I was visiting my grandparents in Harrogate and we stopped at a café for lunch. We were discussing what to order, when a woman on another table burst out in very loud, raucus laughter. My grandmother, who was a rather taciturn woman, glanced over and said, "I'll have what she's having".
We were watching a movie on TV, and a sword-wielding bad guy leaps down in front of the hero. He waves his sword around in a series of complicated moves, to demonstrate how good he is. The hero unsheathes his own sword and engages teh bad guy in a fight. The hero has a pistol in a holster strapped to his leg. My dad said, "Why didn't he just shoot him?"
We're at school, it's playtime, and another kid says something ridiculous. He seems to believe it's true. I say, "Surely you don't think that!" He says, "Yes I do, and don't call me Shirley."

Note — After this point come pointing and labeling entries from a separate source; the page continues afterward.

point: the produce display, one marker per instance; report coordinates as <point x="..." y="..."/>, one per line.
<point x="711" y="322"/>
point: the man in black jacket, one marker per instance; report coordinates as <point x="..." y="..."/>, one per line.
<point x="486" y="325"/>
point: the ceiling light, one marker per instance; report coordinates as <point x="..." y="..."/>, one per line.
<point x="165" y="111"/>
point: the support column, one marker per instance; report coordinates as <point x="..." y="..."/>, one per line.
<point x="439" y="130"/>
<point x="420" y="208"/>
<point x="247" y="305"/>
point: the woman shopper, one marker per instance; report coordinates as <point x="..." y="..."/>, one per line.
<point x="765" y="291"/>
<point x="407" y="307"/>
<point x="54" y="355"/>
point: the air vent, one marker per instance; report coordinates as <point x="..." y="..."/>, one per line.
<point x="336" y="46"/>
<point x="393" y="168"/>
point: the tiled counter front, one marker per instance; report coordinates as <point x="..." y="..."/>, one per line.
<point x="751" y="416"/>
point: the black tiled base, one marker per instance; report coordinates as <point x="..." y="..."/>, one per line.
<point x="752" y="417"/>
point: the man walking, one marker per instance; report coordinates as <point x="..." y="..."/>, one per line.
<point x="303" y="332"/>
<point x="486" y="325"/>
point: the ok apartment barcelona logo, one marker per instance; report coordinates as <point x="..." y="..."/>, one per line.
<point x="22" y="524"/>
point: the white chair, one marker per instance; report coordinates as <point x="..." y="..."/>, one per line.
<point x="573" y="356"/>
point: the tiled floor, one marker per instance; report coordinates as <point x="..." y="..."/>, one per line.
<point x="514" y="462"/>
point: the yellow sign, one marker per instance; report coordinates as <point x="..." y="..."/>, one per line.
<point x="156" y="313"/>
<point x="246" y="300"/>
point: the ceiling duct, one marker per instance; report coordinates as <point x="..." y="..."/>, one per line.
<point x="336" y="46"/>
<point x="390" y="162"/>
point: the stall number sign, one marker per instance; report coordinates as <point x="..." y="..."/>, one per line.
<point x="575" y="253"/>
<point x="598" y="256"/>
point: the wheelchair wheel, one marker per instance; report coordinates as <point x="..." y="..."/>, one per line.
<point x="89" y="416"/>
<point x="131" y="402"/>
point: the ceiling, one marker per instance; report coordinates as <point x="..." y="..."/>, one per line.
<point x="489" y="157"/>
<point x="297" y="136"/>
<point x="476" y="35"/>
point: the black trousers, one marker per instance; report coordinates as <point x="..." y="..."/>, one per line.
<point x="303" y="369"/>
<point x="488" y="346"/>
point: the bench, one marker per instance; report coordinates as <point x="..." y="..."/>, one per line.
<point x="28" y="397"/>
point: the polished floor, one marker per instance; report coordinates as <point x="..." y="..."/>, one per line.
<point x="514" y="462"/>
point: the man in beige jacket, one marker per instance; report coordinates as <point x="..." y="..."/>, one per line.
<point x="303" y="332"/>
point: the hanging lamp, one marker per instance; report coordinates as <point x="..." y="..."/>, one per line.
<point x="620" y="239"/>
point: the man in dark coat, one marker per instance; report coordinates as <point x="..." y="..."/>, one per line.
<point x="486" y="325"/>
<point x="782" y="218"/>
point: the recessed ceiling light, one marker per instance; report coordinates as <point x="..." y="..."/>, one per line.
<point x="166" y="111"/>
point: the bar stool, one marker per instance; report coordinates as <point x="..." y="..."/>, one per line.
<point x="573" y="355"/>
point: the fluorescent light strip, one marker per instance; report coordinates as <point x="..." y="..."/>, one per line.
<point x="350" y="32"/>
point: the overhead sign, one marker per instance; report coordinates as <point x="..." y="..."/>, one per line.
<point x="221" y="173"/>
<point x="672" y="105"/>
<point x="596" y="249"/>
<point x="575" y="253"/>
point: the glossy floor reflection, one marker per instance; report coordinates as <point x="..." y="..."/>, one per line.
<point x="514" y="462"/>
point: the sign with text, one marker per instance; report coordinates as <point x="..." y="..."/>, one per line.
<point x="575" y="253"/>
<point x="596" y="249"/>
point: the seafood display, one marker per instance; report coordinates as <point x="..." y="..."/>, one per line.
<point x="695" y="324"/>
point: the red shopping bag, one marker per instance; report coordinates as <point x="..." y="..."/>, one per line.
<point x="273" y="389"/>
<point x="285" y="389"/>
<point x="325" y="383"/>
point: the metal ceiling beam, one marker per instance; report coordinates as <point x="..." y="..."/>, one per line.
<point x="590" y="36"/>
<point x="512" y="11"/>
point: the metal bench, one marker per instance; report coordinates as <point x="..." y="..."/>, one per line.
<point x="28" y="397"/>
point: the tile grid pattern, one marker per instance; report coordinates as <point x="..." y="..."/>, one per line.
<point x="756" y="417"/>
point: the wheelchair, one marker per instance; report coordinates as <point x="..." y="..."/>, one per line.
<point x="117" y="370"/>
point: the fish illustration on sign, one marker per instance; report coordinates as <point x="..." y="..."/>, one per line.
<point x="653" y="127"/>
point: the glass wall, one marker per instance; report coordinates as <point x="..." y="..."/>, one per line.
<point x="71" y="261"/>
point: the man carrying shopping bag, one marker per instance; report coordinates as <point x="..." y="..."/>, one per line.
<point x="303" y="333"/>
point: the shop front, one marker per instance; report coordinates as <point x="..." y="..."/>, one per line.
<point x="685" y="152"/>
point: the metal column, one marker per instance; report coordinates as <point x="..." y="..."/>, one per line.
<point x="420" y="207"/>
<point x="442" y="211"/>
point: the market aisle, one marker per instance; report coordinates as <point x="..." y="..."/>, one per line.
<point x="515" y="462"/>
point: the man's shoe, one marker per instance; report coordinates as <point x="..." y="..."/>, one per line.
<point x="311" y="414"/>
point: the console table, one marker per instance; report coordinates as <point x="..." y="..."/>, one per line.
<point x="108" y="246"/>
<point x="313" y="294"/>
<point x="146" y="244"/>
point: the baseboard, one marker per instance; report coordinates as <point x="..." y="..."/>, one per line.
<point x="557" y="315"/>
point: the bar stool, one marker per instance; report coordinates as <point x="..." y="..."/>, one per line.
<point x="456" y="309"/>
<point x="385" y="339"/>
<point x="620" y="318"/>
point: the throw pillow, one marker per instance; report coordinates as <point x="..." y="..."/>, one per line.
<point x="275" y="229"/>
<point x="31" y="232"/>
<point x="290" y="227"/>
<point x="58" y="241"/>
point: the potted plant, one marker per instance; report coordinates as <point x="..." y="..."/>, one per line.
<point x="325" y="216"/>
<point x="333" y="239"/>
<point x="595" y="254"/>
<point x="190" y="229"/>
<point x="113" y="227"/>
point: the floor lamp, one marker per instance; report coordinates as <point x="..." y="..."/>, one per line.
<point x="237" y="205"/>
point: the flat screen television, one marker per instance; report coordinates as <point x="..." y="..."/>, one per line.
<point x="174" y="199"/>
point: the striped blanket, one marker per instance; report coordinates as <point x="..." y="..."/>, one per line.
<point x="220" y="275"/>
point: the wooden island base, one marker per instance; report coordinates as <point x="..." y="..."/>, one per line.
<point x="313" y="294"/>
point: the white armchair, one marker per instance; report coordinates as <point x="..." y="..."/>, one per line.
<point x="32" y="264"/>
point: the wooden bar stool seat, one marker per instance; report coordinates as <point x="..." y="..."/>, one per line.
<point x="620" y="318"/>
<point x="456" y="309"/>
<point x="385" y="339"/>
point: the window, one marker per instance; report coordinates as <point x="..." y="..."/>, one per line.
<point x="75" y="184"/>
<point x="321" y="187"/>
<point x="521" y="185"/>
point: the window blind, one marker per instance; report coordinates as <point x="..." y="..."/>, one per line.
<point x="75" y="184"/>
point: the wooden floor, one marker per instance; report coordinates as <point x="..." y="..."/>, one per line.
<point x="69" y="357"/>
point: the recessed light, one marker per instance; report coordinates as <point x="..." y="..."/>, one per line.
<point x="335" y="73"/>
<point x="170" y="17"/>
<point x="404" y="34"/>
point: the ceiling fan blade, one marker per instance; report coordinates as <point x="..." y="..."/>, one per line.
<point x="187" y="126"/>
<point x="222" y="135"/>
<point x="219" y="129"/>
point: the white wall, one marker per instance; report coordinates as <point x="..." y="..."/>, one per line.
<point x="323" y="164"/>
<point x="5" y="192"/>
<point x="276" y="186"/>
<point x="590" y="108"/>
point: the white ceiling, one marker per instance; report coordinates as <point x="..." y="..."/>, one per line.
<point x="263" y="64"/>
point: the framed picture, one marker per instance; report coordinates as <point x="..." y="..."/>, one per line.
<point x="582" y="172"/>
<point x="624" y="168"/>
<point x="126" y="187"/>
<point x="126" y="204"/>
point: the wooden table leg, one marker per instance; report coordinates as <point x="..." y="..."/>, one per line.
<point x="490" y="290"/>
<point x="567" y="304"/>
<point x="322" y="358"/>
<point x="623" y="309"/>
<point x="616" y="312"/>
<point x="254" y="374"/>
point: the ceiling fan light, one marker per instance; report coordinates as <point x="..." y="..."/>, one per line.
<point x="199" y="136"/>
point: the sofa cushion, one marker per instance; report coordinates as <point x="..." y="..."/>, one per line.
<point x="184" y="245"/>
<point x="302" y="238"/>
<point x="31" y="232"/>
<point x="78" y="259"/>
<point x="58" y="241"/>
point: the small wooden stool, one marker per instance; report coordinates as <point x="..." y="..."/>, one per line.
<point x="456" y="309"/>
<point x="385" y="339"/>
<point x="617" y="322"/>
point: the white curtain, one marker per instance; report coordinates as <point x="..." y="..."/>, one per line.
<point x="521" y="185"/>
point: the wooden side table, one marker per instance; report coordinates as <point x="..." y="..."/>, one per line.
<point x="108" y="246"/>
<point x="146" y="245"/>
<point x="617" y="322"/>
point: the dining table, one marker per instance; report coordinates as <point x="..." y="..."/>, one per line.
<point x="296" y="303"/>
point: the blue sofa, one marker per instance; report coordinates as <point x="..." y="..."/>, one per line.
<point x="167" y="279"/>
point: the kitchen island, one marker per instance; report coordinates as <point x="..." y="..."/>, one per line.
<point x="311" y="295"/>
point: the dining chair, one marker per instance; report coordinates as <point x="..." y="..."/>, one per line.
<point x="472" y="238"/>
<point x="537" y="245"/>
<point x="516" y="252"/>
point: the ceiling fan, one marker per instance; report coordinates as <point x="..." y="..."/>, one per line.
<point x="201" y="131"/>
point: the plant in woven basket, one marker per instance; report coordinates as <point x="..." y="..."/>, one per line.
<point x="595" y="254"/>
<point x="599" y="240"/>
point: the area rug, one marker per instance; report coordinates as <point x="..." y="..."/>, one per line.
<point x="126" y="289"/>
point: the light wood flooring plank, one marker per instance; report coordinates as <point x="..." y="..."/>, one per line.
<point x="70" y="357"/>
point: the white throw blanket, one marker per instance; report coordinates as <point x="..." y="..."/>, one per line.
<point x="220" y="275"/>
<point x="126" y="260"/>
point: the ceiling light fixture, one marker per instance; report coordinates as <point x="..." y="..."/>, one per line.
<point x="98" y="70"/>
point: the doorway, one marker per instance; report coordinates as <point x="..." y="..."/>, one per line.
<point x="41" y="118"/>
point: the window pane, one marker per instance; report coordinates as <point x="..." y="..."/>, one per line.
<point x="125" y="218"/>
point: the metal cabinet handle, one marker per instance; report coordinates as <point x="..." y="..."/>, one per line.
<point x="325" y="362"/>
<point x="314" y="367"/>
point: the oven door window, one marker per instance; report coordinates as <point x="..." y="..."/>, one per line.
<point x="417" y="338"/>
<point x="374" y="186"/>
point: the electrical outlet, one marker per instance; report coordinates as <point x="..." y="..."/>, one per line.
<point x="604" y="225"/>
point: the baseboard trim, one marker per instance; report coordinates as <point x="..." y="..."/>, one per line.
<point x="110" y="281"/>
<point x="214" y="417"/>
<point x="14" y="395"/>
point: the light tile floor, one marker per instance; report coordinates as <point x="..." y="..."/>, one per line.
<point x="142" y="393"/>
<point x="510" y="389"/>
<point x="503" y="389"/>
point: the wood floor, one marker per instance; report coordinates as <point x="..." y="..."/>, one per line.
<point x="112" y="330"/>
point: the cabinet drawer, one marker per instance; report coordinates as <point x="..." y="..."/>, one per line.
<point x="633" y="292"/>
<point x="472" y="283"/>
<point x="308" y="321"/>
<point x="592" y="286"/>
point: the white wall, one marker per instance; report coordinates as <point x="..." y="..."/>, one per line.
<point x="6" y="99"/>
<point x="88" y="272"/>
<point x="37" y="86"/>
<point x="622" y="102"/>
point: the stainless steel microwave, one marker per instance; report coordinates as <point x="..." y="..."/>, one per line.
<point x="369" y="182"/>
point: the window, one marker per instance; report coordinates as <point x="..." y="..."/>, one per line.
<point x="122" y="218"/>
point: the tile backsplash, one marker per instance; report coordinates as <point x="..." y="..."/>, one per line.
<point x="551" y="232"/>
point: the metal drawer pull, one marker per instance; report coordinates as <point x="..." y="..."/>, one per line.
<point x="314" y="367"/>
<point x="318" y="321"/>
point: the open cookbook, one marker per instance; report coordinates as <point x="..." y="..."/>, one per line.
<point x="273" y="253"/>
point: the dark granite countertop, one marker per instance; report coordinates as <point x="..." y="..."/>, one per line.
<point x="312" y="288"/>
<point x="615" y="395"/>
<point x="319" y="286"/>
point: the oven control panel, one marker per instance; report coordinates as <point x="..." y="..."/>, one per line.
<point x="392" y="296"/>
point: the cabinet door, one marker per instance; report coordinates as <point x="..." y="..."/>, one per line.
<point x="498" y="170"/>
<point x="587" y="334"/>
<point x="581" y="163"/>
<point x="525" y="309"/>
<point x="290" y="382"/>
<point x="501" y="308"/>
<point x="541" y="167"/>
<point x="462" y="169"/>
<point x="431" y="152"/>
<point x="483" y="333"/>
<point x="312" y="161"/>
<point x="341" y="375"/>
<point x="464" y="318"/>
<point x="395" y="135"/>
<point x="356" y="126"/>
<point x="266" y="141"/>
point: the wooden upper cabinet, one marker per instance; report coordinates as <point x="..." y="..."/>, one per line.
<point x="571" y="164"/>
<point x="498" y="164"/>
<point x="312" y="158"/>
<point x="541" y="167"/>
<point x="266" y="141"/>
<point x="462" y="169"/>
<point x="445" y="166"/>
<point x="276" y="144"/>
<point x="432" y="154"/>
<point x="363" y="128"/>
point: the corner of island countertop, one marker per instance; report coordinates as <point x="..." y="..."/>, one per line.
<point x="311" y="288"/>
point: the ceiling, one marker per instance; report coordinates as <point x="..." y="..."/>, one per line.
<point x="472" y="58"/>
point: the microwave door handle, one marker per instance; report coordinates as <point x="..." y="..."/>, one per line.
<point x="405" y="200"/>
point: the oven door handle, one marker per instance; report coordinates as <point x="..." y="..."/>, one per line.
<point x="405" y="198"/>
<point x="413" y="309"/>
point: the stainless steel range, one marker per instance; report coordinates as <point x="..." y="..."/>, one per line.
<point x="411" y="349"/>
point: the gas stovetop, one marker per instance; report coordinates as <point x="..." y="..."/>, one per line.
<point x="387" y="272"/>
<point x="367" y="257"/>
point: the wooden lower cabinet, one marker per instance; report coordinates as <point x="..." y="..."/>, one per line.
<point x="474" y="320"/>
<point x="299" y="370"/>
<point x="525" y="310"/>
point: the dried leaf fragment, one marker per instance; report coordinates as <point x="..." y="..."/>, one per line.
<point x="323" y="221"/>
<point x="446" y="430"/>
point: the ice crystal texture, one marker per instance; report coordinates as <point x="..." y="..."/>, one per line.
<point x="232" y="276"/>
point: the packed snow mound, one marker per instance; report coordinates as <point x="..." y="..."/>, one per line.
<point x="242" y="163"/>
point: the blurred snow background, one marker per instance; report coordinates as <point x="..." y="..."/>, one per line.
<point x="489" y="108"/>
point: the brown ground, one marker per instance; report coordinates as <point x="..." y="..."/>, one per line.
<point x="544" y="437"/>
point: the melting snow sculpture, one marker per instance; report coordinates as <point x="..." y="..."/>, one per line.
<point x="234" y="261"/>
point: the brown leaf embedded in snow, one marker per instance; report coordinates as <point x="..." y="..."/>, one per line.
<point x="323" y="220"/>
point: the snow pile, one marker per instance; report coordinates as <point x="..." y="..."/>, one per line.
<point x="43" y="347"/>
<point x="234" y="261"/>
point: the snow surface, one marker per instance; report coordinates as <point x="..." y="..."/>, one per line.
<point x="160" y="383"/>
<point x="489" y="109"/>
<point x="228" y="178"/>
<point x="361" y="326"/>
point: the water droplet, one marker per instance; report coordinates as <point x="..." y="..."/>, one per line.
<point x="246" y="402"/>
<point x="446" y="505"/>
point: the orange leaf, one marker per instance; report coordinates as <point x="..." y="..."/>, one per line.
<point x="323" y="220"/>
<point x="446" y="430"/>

Those are just examples. They all happened in different circumstances more than once. That "I'll have what she's/he's having" line was something I heard every once in a while if there was some kind of commotion while we were choosing what to eat off a menu. My dad pointed out a number of times that a hero with a gun who didn't use it when he could have was being pretty stupid ("He's a musketeer, why doesn't he use his musket?!"). The Shirley/surely pun was one of those fads that lasted two or three weeks before it died out, having reached our school from somewhere else (the name "Shirley" and the word "surely" aren't remotely homonyms in an East Yorkshire accent).
I didn't find that one-liner following the Meg Ryan fake orgasm scene in When Harry Met Sally funny, as I was expecting it. I did like it when Indiana Jones shot the swordsman in Raiders of the Lost Arc because to me it was as if finally my dad's complaints had been heard. I didn't laugh at the Shirley line in Airplane! because to me it had been done to death already and wasn't funny in the first place.
All three of these movie scenes are routinely described as being absolutely classic moments that are right up there with the best jokes in cinema history. Weird.